To be sure, bonds tend to be less risky. But the Federal Reserve cut interest rates three times last year and is not signaling that it plans to raise them anytime soon, especially since there is no sign of runaway inflation on the horizon.

As a result, the yield on the benchmark 10-Year Treasury is currently below 1.6%. The rates that banks pay for savings accounts are similarly puny.

“You can’t discuss lower rates without lower inflation, and that’s the ultimate liability for retirees because it’s dragged down yields overall,” said Mike Dowdall, a portfolio manager for BMO Global Asset Management’s target risk funds. “If you’re parking cash in government bonds, you will suffer from erosion in your purchasing power.”

That’s why some market experts argue that graybeards should invest like they were still Millennials or even members of Generation Z.

After all, people are living longer these days — average US life expectancy in 2019 was 79 years old, up from 74 in 1980. That 401(k) or IRA money may have to last for two or three decades of retirement.

“There is an overselling of asset allocation ‘wisdom’ that recommends fixed income for retirement,” said George Calhoun, professor of quantitative finance for the Stevens Institute of Technology. “It’s misguided to own traditional government bonds in most situations.”

Dividend paying stocks are a good bet

Calhoun pointed out that Verizon (VZ), Exxon Mobil (XOM), Chevron (CVX), Johnson & Johnson (JNJ) and CNN owner AT&T (T) are all examples of companies that pay giant dividend yields.

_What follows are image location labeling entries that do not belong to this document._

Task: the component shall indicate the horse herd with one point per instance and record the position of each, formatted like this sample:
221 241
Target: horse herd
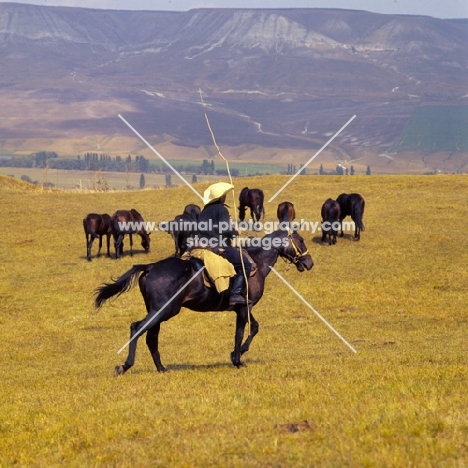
123 222
172 283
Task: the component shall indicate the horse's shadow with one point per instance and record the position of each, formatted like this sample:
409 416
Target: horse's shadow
318 239
114 257
188 367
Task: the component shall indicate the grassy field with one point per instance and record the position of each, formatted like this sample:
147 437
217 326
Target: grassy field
399 296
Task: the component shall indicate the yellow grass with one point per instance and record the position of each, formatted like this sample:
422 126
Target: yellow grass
398 296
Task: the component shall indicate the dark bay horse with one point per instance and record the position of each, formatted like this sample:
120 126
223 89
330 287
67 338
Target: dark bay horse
170 284
128 222
330 220
253 199
286 213
96 226
182 227
352 205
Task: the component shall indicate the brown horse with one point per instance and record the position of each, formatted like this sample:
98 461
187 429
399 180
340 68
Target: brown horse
182 227
253 199
173 283
128 222
352 205
96 226
286 213
330 220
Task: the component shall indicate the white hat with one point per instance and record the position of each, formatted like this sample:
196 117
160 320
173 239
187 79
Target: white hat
216 191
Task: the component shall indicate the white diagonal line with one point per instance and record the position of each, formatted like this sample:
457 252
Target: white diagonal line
312 158
313 310
159 311
158 154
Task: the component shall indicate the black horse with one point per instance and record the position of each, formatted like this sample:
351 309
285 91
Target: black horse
96 226
173 283
253 199
128 222
182 227
330 218
352 205
286 213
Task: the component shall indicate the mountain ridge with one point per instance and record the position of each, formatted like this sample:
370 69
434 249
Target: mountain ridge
279 78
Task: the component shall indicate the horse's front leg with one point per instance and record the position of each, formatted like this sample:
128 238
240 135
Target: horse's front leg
253 331
108 244
152 338
100 247
118 245
238 337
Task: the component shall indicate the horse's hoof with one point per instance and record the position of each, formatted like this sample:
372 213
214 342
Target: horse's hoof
236 362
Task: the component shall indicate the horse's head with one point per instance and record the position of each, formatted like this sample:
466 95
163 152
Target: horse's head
145 242
293 248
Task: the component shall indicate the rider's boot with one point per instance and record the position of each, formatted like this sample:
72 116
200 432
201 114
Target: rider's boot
237 290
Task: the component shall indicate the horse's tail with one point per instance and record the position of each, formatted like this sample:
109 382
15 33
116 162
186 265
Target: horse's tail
119 286
358 209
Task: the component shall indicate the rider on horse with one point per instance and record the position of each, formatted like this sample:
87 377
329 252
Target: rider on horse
218 232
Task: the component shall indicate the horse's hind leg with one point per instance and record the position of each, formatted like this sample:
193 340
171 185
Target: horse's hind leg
135 328
152 337
89 244
253 331
131 245
239 335
108 245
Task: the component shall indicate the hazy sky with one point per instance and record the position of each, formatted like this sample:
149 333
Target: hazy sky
437 8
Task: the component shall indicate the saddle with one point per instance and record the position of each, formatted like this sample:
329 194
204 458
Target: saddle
218 271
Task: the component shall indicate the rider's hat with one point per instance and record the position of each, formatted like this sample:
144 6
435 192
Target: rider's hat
216 191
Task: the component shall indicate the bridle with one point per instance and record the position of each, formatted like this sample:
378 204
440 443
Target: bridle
298 254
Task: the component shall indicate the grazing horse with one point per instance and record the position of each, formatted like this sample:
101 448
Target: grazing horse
173 283
286 213
330 219
128 222
183 226
253 199
96 226
352 205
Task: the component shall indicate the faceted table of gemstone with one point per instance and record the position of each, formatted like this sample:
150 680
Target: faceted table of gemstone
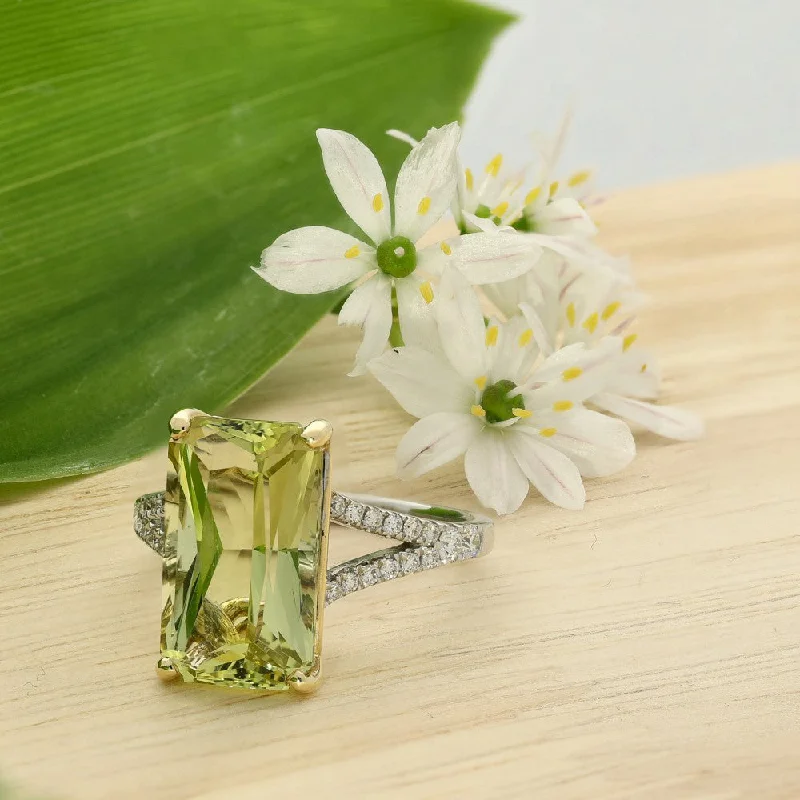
245 553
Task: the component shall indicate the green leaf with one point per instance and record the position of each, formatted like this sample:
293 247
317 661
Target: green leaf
149 151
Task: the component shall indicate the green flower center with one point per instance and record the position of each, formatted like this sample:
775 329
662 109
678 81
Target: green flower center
497 403
397 257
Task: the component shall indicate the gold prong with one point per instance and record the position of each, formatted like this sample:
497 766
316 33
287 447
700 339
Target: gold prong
303 683
318 433
165 669
181 421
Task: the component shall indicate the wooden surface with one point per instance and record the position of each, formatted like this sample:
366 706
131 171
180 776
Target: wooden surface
648 647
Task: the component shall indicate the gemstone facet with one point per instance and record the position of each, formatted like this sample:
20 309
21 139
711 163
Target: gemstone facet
246 552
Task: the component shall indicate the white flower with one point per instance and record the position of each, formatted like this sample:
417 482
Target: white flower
589 311
515 423
311 260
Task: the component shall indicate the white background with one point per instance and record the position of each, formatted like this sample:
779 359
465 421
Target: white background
659 89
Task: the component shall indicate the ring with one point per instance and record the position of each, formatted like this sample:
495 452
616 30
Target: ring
242 529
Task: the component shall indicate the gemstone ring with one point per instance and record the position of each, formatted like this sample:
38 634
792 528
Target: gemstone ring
243 532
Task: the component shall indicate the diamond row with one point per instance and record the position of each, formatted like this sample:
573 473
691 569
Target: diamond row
360 573
397 525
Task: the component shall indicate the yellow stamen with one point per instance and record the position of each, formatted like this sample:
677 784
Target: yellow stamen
610 310
577 178
532 195
469 179
500 209
426 290
590 323
493 167
628 341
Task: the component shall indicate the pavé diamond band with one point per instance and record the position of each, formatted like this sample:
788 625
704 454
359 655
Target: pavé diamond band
432 538
243 532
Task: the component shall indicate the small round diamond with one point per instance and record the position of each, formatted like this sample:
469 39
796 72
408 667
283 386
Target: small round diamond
354 513
451 543
338 506
430 558
408 561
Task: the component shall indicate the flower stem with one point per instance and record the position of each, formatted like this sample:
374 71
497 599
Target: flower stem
395 334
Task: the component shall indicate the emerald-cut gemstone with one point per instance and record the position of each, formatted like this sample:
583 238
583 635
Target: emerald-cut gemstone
245 555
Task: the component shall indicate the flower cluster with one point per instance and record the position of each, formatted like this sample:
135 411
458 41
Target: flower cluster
510 340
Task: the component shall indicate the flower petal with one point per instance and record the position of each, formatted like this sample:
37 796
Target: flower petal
598 445
312 260
574 373
417 320
638 375
551 472
422 382
433 441
515 352
370 307
565 217
540 333
668 421
426 183
493 474
494 257
462 331
357 181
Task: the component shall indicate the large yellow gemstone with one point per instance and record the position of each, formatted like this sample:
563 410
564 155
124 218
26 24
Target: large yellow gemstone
246 552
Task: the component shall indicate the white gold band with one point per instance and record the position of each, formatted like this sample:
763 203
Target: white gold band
431 537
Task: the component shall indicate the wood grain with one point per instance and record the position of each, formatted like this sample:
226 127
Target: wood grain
648 647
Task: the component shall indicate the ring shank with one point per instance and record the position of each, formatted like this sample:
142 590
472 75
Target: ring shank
430 536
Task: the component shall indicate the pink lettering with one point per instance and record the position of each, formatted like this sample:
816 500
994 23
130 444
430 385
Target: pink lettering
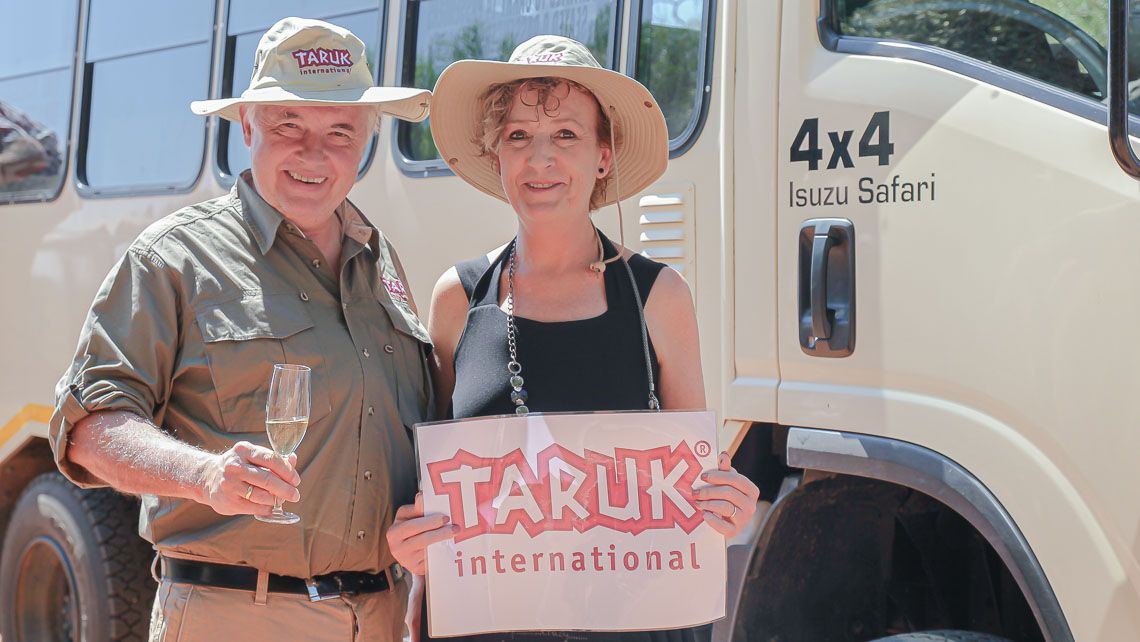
323 57
632 492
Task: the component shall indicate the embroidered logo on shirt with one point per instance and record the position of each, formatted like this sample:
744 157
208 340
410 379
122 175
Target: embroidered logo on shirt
333 61
396 289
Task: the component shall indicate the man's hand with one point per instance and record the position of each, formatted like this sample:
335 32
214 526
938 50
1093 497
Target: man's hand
412 533
246 479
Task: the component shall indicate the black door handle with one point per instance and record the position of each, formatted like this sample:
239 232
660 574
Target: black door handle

“It’s not fun to ride the market roller coaster when you’re approaching retirement. But you’re not taking that big of a capital risk with blue chip stocks which pay a 3% dividend yield or more. That’s twice the rate of a 10-Year Treasury,” Calhoun said. “If you have any hesitation about market volatility, these companies are not going away.”

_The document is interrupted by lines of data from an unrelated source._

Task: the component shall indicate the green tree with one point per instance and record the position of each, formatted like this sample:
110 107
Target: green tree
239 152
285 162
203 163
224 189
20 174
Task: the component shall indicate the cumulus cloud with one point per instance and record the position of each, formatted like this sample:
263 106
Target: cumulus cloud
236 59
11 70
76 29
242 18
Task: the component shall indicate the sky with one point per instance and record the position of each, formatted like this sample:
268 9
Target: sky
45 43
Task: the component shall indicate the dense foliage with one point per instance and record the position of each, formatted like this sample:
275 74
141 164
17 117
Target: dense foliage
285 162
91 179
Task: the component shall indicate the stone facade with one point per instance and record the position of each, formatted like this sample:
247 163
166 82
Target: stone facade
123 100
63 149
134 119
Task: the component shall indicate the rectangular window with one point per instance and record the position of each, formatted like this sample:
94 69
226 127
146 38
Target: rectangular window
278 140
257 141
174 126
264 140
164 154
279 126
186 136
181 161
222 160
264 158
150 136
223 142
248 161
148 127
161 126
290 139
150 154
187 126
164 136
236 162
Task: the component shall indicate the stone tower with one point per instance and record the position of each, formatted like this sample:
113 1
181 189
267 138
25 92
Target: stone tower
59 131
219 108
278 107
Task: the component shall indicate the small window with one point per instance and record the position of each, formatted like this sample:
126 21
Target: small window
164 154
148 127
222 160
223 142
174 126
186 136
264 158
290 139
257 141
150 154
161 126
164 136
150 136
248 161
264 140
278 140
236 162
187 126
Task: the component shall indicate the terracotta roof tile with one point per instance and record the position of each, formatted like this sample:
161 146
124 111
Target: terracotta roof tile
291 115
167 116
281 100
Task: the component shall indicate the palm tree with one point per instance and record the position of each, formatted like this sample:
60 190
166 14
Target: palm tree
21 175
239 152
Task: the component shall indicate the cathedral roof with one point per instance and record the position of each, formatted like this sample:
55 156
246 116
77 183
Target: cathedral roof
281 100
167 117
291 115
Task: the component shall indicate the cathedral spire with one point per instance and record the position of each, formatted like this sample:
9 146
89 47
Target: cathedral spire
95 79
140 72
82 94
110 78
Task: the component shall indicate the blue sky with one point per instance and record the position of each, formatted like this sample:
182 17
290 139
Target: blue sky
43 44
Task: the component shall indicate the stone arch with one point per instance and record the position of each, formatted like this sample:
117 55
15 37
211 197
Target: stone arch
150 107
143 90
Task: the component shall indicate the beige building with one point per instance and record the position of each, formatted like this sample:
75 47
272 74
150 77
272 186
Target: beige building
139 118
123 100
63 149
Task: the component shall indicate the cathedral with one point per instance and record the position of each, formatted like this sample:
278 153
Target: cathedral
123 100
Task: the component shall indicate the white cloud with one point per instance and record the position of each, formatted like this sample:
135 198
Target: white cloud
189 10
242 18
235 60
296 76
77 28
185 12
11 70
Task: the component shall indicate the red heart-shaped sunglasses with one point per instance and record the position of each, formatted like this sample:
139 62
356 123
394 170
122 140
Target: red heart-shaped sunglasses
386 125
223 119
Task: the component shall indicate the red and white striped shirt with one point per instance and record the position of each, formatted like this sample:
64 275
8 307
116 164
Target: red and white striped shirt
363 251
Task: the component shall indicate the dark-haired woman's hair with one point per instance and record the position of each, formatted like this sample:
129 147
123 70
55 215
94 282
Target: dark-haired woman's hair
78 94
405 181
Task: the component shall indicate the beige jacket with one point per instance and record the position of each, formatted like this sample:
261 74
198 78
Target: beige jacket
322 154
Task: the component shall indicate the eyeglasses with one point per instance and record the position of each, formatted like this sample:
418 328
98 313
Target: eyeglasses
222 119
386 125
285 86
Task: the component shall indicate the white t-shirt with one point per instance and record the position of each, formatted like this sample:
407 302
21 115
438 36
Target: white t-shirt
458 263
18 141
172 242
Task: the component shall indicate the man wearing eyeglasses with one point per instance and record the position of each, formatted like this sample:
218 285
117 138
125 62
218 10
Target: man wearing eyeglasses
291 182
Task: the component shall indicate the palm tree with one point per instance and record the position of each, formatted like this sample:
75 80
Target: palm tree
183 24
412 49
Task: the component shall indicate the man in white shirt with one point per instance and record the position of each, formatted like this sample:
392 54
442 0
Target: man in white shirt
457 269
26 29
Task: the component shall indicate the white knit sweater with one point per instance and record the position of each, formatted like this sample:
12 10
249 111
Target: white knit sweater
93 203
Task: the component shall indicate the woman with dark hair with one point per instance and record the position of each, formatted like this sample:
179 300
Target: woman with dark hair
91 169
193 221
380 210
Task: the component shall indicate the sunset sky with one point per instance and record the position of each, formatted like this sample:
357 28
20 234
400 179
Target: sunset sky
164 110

He also noted that Warren Buffett has said he wants 90% of the money that his wife will inherit put in an S&P 500 index fund and only 10% in short-term bonds. (Buffett turns 90 in August and his wife, Astrid Menks, is reported to be in her mid-70s.)

How to stay invested if you're a worrier
Dowdall added that investors planning for retirement should probably include a mix of stocks and higher-yielding corporate and emerging market bonds. (The yield for the iShares J.P. Morgan USD Emerging Markets Bond ETF (EMB) is 4.5% for example.)

But investors shouldn’t just focus on income when putting together a portfolio for retirement, he said. There’s nothing wrong with having some money in growth stocks that can generate strong returns even if they don’t pay dividends.

He joked that people shouldn’t bet the ranch on Tesla (TSLA) for example, but that “yield is not the be-all and end-all” for older investors.

“Companies often have a choice of paying dividends or reinvesting cash back into the business. It’s not necessarily a bad thing to reinvest. And as an investor you want companies that are growing,” Dowdall said.

Don’t go overboard when chasing returns

Still, there’s a reason why bonds are a good, steady source of income for retirees — they don’t tend to fall as sharply as stocks in bear markets.

“If you need all the income you can get, you can’t afford losses. If you want to plan for a longer retirement, you can’t expect the money to magically make all the returns you need,” said Lamar Villere, manager of the Villere Balanced Fund.

Villere’s fund has a current asset allocation of 70% in stocks, 20% in bonds and 10% in cash. But he said that as you get older, you should pull back on stocks and bump up your weighting in bonds and cash.

“The right answer for an older investor is a less fun one to hear. It’s that you need to be working for longer or spending less in retirement,” he said. “The focus needs to be on lowering risk, not maximizing returns. Blindly chasing yield can create problems.”